An explanation for our hiatus

Where we've been (and where we're going)

So when last we left you, dear readers, was at the beginning of the Jewish New Year. Oh, how optimistic we were after a summer of regular blogging. To say we were busy is true (but who isn't), but there is more at hand here. We Culinary Converters here at The Interfaith Cookbook have been undergoing a bit of a conversion ourselves. Not religious, mind you (we like to think we have that stuff figured out), but culinary. 

Regular readers may have noticed that our Rosh Hashanah meal included an eggplant variation on our traditional bbq brisket. I became a vegetarian over the summer and that meal reflected that shift in our house. In October, the Man began a "Vegan Before Six" diet, which led to the funny distinction of Vegan Before Six/Vegetarian after Six. Suddenly, eggs? Ultimately, we have both embraced a happy, around-the-clock veganism.

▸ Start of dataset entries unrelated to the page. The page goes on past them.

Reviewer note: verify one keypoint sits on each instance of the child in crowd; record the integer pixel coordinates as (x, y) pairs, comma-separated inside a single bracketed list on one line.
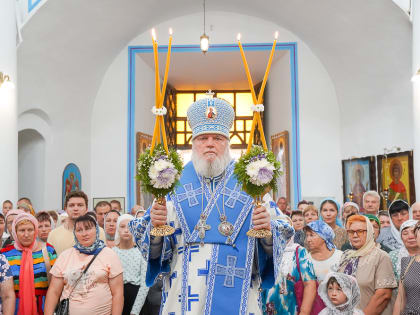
[(298, 224), (341, 295), (310, 214)]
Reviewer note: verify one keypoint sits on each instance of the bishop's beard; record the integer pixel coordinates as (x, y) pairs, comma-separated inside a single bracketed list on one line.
[(210, 169)]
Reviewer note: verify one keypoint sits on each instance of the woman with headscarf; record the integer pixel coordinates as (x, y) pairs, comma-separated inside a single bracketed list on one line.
[(30, 263), (407, 302), (134, 267), (10, 216), (399, 212), (110, 226), (370, 265), (281, 299), (328, 211), (409, 249), (341, 295), (97, 291), (322, 251)]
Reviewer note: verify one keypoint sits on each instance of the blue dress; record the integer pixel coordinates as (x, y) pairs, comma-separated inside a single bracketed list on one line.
[(276, 302)]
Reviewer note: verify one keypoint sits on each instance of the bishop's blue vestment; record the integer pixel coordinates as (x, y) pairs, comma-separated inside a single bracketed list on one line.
[(211, 273)]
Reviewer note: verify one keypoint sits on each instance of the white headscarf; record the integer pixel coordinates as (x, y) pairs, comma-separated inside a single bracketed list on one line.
[(120, 219), (403, 252), (395, 233), (350, 288)]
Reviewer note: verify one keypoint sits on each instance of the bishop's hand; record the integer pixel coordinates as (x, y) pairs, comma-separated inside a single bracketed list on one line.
[(158, 213), (261, 218)]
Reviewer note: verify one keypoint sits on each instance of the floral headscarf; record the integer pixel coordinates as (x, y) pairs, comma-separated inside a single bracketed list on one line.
[(27, 304), (338, 217), (324, 231), (93, 249), (350, 288)]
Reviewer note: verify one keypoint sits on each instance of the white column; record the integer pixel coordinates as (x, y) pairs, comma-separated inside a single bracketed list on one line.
[(416, 94), (8, 105)]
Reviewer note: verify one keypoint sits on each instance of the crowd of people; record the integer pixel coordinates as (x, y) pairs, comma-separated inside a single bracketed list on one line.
[(346, 260)]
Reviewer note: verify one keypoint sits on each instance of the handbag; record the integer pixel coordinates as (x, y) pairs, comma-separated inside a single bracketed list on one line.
[(64, 306), (318, 304)]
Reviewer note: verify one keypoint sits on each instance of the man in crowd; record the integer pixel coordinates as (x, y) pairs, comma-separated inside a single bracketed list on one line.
[(116, 205), (62, 237), (7, 206), (371, 202), (399, 212), (209, 260), (102, 208)]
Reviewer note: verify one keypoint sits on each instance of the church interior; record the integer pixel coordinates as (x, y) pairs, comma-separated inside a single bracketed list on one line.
[(342, 93)]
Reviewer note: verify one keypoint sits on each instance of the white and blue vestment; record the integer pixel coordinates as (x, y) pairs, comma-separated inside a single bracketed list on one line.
[(224, 276)]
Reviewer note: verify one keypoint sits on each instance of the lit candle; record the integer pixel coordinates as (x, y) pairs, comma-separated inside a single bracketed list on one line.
[(248, 74), (268, 69), (168, 61)]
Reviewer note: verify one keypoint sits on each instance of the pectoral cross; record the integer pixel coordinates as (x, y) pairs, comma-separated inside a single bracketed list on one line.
[(202, 227)]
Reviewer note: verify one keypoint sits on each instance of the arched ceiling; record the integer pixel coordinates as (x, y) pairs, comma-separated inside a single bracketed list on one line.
[(68, 45)]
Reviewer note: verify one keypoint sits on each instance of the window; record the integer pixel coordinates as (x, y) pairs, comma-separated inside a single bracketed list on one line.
[(241, 102)]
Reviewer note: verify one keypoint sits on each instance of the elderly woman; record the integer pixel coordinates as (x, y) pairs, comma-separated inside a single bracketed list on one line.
[(409, 249), (329, 214), (110, 227), (30, 263), (407, 302), (370, 265), (134, 267), (296, 265), (96, 291), (322, 251)]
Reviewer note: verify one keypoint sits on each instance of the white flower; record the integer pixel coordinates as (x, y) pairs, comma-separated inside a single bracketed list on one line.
[(260, 172), (162, 174)]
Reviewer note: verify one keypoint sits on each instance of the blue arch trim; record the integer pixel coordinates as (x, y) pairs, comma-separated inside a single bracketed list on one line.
[(131, 133)]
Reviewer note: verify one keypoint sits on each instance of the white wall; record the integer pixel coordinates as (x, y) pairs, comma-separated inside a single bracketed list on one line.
[(112, 100), (32, 167)]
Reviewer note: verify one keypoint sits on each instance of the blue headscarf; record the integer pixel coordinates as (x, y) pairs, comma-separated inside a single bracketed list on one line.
[(324, 231), (338, 217), (93, 249)]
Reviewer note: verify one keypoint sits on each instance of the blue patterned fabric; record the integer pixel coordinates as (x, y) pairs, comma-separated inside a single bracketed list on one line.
[(210, 115), (274, 301), (324, 231), (227, 269)]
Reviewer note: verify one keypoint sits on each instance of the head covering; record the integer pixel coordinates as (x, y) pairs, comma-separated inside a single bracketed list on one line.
[(350, 258), (93, 249), (210, 115), (324, 231), (27, 207), (120, 219), (403, 252), (338, 217), (27, 304), (373, 218), (350, 288), (395, 233)]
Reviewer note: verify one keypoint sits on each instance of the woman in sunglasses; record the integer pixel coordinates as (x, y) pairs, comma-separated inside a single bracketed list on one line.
[(370, 265)]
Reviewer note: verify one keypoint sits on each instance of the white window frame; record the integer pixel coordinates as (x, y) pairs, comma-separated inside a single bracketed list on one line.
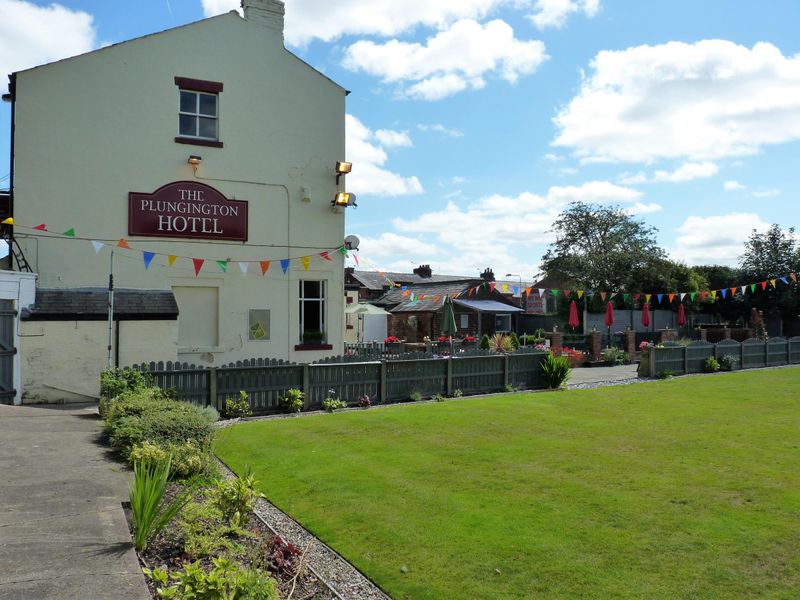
[(321, 300), (197, 115)]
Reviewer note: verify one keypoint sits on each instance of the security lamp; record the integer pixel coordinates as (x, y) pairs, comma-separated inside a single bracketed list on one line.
[(344, 199), (342, 168)]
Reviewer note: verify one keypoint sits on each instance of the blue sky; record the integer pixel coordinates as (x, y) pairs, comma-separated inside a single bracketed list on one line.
[(472, 123)]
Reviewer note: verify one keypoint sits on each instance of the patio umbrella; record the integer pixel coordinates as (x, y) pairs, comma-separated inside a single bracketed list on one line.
[(681, 315), (573, 315), (449, 327), (609, 320)]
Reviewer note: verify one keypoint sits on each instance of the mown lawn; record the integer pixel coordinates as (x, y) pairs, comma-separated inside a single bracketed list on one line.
[(688, 488)]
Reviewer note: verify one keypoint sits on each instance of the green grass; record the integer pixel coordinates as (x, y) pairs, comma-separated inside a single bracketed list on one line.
[(688, 488)]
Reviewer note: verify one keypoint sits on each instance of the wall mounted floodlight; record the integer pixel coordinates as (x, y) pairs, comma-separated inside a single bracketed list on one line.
[(342, 168), (344, 199)]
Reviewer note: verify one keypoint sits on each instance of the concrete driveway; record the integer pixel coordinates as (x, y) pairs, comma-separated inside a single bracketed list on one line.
[(62, 528)]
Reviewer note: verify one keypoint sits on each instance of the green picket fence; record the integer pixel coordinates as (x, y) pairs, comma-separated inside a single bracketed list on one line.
[(751, 354), (266, 381)]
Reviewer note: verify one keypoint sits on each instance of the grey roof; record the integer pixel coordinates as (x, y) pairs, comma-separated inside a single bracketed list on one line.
[(90, 304), (487, 306), (375, 281), (432, 291)]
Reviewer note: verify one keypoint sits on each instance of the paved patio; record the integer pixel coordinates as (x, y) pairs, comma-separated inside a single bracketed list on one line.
[(63, 533)]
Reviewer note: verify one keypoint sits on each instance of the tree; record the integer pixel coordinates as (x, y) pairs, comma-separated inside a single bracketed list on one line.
[(599, 247), (772, 255)]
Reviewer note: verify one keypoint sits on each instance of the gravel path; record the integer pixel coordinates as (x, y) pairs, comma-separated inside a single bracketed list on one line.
[(342, 579)]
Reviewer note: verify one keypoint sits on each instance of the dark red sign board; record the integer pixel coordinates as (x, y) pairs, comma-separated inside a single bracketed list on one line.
[(187, 209)]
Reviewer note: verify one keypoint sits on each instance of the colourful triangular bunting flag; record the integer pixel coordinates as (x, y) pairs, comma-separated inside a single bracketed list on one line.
[(148, 258)]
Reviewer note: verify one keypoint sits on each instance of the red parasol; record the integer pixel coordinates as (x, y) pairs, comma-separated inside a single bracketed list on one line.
[(646, 315), (681, 315), (609, 315), (573, 315)]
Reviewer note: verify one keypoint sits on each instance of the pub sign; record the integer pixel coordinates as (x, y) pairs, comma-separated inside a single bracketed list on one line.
[(187, 209)]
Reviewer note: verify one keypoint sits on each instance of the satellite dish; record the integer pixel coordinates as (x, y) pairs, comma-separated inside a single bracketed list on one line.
[(351, 242)]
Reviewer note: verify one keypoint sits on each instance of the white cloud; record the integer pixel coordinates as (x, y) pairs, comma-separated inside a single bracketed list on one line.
[(393, 139), (717, 239), (439, 128), (767, 193), (393, 244), (31, 35), (701, 101), (369, 175), (554, 13), (453, 60), (688, 171), (307, 20), (732, 186)]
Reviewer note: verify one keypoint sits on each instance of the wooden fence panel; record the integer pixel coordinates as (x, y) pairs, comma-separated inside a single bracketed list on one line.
[(670, 358), (264, 384), (404, 377), (349, 381), (777, 352), (753, 354), (524, 370), (794, 350), (479, 374), (731, 347)]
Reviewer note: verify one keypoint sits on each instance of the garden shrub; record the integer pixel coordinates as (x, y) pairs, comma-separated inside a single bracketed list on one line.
[(292, 400), (711, 365), (226, 579), (238, 407), (484, 344), (555, 370), (729, 362), (236, 497), (175, 425)]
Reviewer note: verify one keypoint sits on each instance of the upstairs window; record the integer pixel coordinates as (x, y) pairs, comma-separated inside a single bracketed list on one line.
[(198, 112), (198, 115)]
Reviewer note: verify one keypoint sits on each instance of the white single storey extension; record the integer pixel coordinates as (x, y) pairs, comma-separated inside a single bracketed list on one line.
[(205, 158)]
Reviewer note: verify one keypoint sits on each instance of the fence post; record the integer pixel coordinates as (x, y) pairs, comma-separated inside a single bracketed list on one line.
[(306, 386), (212, 388), (384, 384), (450, 376), (686, 360)]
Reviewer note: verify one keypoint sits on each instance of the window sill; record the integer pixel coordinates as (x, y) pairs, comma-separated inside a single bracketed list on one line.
[(304, 347), (198, 142)]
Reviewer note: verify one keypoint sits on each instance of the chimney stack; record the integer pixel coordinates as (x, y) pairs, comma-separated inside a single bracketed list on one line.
[(268, 13), (424, 271)]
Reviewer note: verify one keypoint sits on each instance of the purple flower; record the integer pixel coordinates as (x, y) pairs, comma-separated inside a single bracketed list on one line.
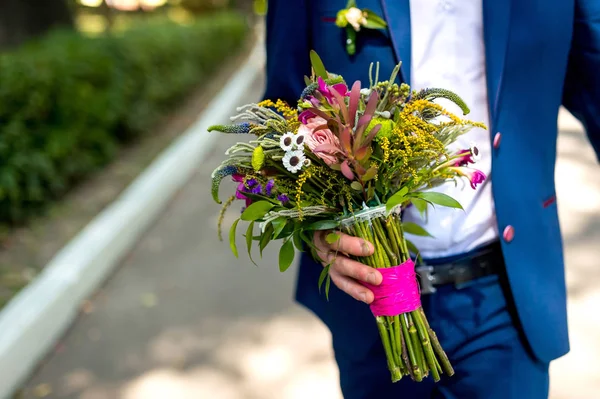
[(467, 156), (326, 90), (283, 198), (241, 189), (475, 176), (305, 116), (269, 187), (256, 189)]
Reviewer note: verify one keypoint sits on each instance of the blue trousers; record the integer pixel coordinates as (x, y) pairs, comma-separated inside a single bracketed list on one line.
[(475, 326)]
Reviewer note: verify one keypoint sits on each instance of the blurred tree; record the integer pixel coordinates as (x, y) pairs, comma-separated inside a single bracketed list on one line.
[(201, 6), (21, 20)]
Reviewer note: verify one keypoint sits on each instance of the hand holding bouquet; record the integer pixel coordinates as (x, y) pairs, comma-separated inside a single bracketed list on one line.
[(347, 160)]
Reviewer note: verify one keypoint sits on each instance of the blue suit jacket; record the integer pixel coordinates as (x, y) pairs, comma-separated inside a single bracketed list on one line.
[(540, 54)]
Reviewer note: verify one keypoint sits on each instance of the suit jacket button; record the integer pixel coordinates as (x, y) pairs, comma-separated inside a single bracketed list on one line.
[(509, 233), (497, 139)]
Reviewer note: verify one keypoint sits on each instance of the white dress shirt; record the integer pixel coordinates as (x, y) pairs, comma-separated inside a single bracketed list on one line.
[(448, 52)]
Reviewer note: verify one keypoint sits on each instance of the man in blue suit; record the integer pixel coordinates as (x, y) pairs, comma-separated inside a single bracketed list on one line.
[(495, 289)]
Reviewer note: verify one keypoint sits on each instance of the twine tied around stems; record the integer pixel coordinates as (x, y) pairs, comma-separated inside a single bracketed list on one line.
[(398, 292)]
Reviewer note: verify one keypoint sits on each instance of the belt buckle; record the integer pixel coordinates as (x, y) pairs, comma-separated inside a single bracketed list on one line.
[(426, 277)]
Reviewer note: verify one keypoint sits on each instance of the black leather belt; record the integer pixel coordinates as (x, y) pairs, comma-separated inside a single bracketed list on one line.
[(484, 262)]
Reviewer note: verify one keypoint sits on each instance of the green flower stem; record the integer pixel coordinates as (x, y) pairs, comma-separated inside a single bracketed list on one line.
[(397, 335), (394, 343), (416, 372), (410, 345), (442, 357), (394, 369), (405, 357), (378, 229), (412, 331), (392, 239), (425, 342)]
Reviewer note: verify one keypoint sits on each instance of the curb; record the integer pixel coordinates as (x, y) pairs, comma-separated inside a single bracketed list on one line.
[(40, 314)]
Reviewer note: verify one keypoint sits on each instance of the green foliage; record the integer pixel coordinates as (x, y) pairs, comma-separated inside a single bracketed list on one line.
[(286, 255), (67, 102)]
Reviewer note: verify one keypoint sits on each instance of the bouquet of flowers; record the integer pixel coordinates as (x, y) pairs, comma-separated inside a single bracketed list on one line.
[(349, 160)]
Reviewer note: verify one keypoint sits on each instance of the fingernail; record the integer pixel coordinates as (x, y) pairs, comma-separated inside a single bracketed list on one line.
[(366, 248), (371, 278)]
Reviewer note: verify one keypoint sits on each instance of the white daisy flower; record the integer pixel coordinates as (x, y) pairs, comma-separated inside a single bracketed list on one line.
[(299, 140), (293, 160), (287, 141)]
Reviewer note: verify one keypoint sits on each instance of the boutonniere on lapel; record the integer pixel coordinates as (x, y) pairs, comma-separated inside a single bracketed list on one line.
[(353, 19)]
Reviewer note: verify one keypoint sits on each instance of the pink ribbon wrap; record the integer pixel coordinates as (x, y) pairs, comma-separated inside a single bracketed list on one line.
[(398, 292)]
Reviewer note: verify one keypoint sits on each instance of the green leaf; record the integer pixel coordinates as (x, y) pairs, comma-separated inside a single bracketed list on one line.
[(415, 229), (396, 199), (278, 225), (258, 158), (438, 198), (286, 255), (249, 240), (324, 273), (374, 21), (232, 238), (298, 241), (332, 237), (265, 238), (420, 204), (323, 225), (356, 186), (317, 64), (308, 239), (256, 210), (414, 250), (260, 197)]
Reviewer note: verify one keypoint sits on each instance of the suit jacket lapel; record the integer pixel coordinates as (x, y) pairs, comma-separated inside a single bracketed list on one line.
[(397, 16), (496, 24)]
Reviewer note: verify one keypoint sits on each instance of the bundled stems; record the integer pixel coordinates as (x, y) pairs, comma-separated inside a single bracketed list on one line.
[(411, 346)]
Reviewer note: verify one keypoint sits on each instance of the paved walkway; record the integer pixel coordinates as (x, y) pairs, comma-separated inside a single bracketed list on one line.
[(182, 318)]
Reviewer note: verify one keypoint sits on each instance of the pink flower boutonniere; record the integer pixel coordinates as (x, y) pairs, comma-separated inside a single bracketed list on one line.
[(353, 19)]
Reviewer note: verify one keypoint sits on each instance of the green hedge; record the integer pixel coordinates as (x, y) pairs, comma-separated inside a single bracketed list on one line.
[(68, 101)]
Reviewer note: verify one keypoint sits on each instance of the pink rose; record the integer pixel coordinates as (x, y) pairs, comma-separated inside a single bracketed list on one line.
[(323, 143)]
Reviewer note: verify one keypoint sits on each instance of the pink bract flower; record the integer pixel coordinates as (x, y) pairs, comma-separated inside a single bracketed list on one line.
[(326, 90), (323, 143), (475, 176)]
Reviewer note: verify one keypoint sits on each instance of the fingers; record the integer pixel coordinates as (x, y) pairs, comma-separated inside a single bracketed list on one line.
[(346, 244), (346, 273), (355, 270), (351, 287)]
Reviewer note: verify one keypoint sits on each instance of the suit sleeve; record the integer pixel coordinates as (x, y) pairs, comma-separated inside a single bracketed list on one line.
[(287, 49), (581, 94)]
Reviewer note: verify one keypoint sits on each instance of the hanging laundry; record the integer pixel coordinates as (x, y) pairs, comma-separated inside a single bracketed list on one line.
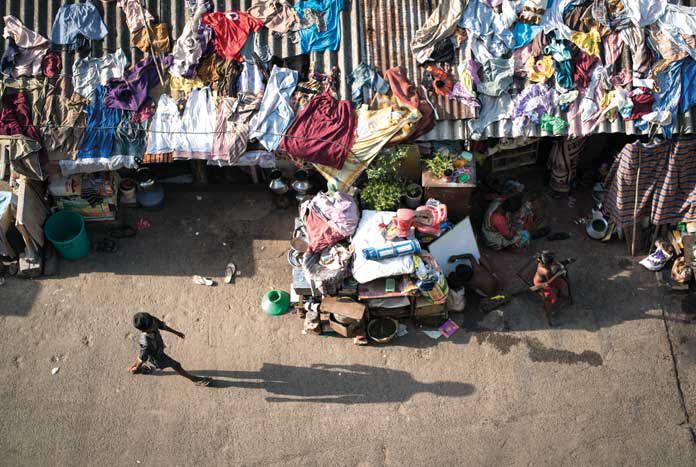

My history with meatless eating is long and varied. I stopped eating meat for about eight years in the 1990s, and I have long credited that time for helping me become the creative cook I am today. Diet restrictions often lead to explorations of unusual foods and flavor combinations, many of which are just delicious. When I began to eat meat again, I had a bunch of rules for myself (many of them rather arbitrary). My reasons for switching to so-called plant-based eating are personal and multi-layered, as are any such dietary choices. My commitment to not being annoying about it is pretty firm, but it seems important to at least mention it due to the nature of this blog.

Which leads us to The Interfaith Cookbook. What now, friends? Many religious holidays have celebrated meat dishes at the center of the table. What do we do about this? Well, it was always our intention to offer multiple variations on such menus in order to accommodate guests of other faiths (and dietary requirements) at your table, so at this point we plan to continue to offer discussions of traditional foods and recipes but we will also offer suggestions on how to create meatless alternatives while still embracing the spirit of the holiday. (Vegan eating also has the added benefit of being kosher by default, so these recipes could fit on any table.) We are also open to suggestions on what you would like to see more here. 

But for now, we offer you a string of meatless recipes to enhance your spring!